PEFCO was incorporated on April 9, 1970 under Delaware law and is principally engaged in making U.S. dollar loans to foreign importers to finance purchases of goods and services of United States manufacture or origin. PEFCO's shareowners include most of the major commercial banks involved in financing U.S. exports, industrial companies involved in exporting U.S. products and services, and financial services companies.
PEFCO was established with the support of the United States Department of the Treasury and the Export-Import Bank of the United States ("Ex-Im Bank") to assist in the financing of U.S. exports through the mobilization of private capital as a supplement to the financing already available through Ex-Im Bank, commercial banks, and other lending institutions. Ex-Im Bank has cooperated in the operation of PEFCO through various agreements described under "PEFCO's Relationship with Ex-Im Bank" and in the "Notes to the Consolidated Financial Statements" (see the current Annual Report).
PEFCO's Lending Programs
Long-Term Loan Program
PEFCO will commit to finance U.S. exports under long-term Ex-Im Bank guarantees, by either making loans directly to borrowers (Primary Loan Activity) or by buying loans made by other lenders (Secondary Loan Activity).
The interest rates at which PEFCO is willing to lend to borrowers (or the price at which PEFCO is willing to buy loans from lenders) is based on PEFCO’s estimated cost of funds at the time the loan is to be made (or purchased), taking into account the disbursement and repayment characteristics of the loan. PEFCO's estimated cost of funds is usually based on the U.S. Treasury yield for a maturity similar to the average life of the loan being funded, to which is added the premium required to place PEFCO's Secured Notes, warehousing and hedging costs, if any, and a modest margin for expenses, risk, and return to shareowners. PEFCO also charges commitment fees calculated on the committed, undisbursed, and uncancelled amount of its loan commitments.
Short- and Medium-Term Program
The Short- and Medium-Term Program is primarily a secondary market activity where PEFCO purchases loans or leases originated by Lenders or Lessors. To be eligible for purchase by PEFCO, the repayment of the loan or lease must be covered by a comprehensive (i.e., covering all political and commercial risks) guarantee issued by Ex-Im Bank.

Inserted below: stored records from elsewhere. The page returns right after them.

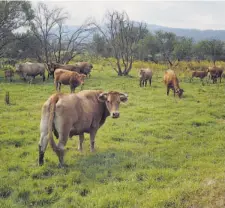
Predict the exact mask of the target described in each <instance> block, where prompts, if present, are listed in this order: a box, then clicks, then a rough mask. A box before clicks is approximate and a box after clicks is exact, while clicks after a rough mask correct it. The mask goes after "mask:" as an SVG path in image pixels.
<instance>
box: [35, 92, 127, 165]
mask: <svg viewBox="0 0 225 208" xmlns="http://www.w3.org/2000/svg"><path fill="white" fill-rule="evenodd" d="M127 99H128V96H127V95H126V94H124V93H120V92H115V91H111V92H103V91H100V90H84V91H81V92H79V93H76V94H54V95H52V96H51V97H50V98H49V99H48V100H47V101H46V102H45V103H44V105H43V107H42V117H41V123H40V134H41V135H40V142H39V165H43V163H44V153H45V150H46V147H47V144H48V141H49V142H50V145H51V147H52V149H53V150H54V152H55V153H56V154H57V156H58V159H59V166H62V165H63V161H64V160H63V158H64V147H65V145H66V143H67V140H68V137H70V138H71V137H72V136H75V135H79V140H80V142H79V146H78V149H79V150H80V151H82V149H83V147H82V144H83V140H84V133H89V134H90V149H91V151H92V152H93V151H94V144H95V135H96V133H97V131H98V129H99V128H100V127H101V126H102V125H103V124H104V123H105V120H106V118H107V117H108V116H111V117H112V118H118V117H119V115H120V113H119V106H120V102H126V101H127ZM52 132H54V135H55V136H56V137H57V138H59V142H58V144H57V145H56V144H55V141H54V139H53V133H52Z"/></svg>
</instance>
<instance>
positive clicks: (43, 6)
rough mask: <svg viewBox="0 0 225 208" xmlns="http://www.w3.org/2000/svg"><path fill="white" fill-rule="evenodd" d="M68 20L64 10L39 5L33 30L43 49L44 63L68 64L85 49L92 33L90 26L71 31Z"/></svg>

Participating Lenders and Lessors must demonstrate an understanding of and experience with Ex-Im Bank programs and policies, and evidence sufficient financial strength and stability to indemnify PEFCO should they loose the benefit of Ex-Im Bank’s cover.
PEFCO charges interest on the amount it purchases and, in some cases, a commitment fee. The Lender or Lessor retains any interest and fees above those charged by PEFCO.

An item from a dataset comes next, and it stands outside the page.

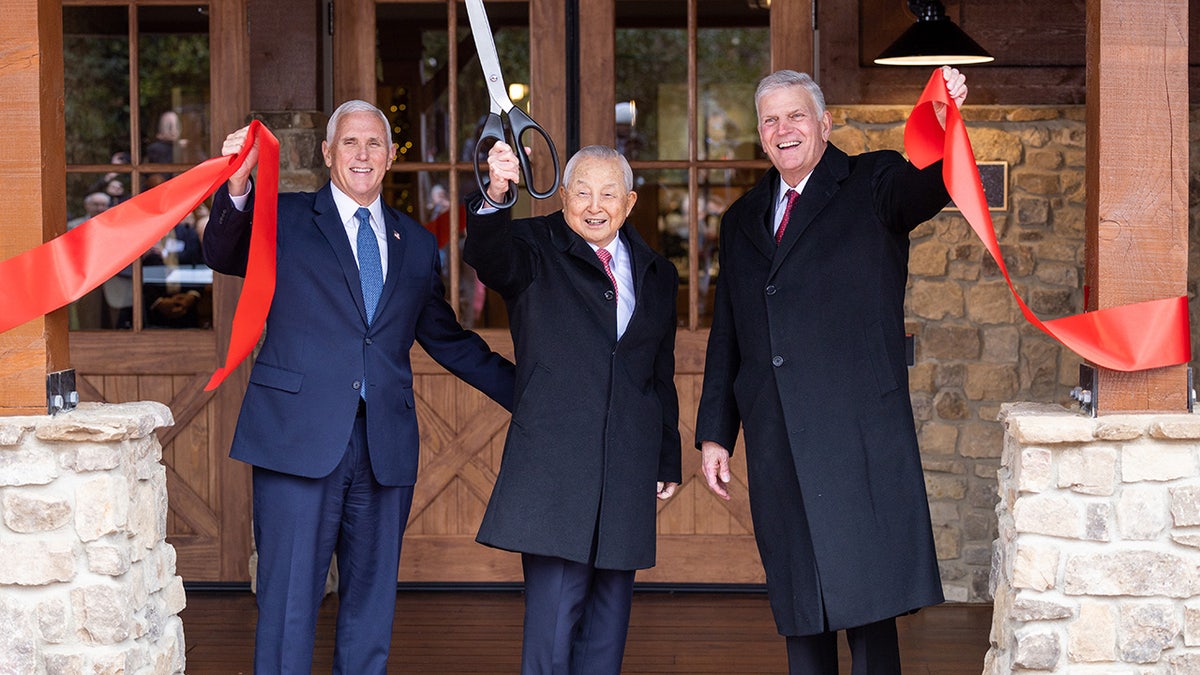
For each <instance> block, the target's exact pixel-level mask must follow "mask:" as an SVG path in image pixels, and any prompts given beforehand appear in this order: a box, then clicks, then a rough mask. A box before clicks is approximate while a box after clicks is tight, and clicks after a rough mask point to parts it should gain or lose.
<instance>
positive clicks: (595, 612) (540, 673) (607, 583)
mask: <svg viewBox="0 0 1200 675" xmlns="http://www.w3.org/2000/svg"><path fill="white" fill-rule="evenodd" d="M521 567H522V569H523V572H524V581H526V614H524V640H523V644H522V646H521V674H522V675H620V662H622V659H623V658H624V656H625V635H626V633H628V632H629V613H630V609H631V608H632V604H634V574H635V573H634V571H617V569H596V568H595V567H593V566H590V565H584V563H580V562H571V561H569V560H563V558H560V557H550V556H540V555H532V554H522V555H521Z"/></svg>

In order to help Ex-Im Bank reach a greater segment of small businesses, PEFCO offers the Small Business Initiative, a collection of special services and programs designed to help small business exporters access competitive and reliable export finance.

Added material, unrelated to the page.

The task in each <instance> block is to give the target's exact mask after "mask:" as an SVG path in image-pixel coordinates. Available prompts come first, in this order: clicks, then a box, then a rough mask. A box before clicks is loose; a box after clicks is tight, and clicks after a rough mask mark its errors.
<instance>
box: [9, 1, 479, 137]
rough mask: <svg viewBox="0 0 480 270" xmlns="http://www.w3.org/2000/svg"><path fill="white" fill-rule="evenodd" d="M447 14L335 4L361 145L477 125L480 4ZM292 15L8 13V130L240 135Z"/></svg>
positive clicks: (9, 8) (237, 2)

Short-term loans have scheduled maturities of one year or shorter. They typically finance exports of consumer goods, bulk agricultural products, and small capital goods.
Short-Term Working Capital Loans
PEFCO purchases participations in loans guaranteed under the Ex-Im Bank Working Capital Guarantee Program. PEFCO charges interest on its participation. The Lender retains any difference between the interest charged to the Borrower and PEFCO’s interest. US Prime-based and LIBOR-based interest rates are available.
The Lender continues to service the loan and maintain the guarantee.
Medium-term loans have scheduled repayments of between 2 to 7 years with financed amounts up to $10 million. Extended repayment terms of up 18 years are available for certain environmentally beneficial exports. They typically finance the export of capital goods.
The Guaranteed Note Facility
This is PEFCO’s program for purchases of medium-term guaranteed Notes (see PEFCO Programs for a fuller description). Generally, the Lender has the responsibility to maintain the Ex-Im Bank guarantee, including filing a timely claim, and billing the borrower for periodic installments. However, for a fee PEFCO will assume the billing function. The Lender receives its interest spread over the life of the loan.
The Discount Facility is a variation on the Guaranteed Note Facility that is available for fixed rate Notes only. Under the Discount Facility, the Lender fixes its interest rate with PEFCO prior to loan disbursement. The Lender’s interest spread is discounted and paid up front rather than over the life of the loan. PEFCO must assume the Lender’s obligations to maintain the guarantee, bill and collect installments, and, if necessary, file claims under the guarantee.
The Guaranteed Lease Facility
This is PEFCO’s program for purchases of medium-term guaranteed Leases (see PEFCO Programs for a fuller description). Generally, the Lessor has the responsibility to maintain the Ex-Im Bank guarantee, including filing a timely claim, and for billing lessee for periodic rent payments. However, for a fee PEFCO will assume the billing function. The Lessor receives its interest spread over the life of the Lease.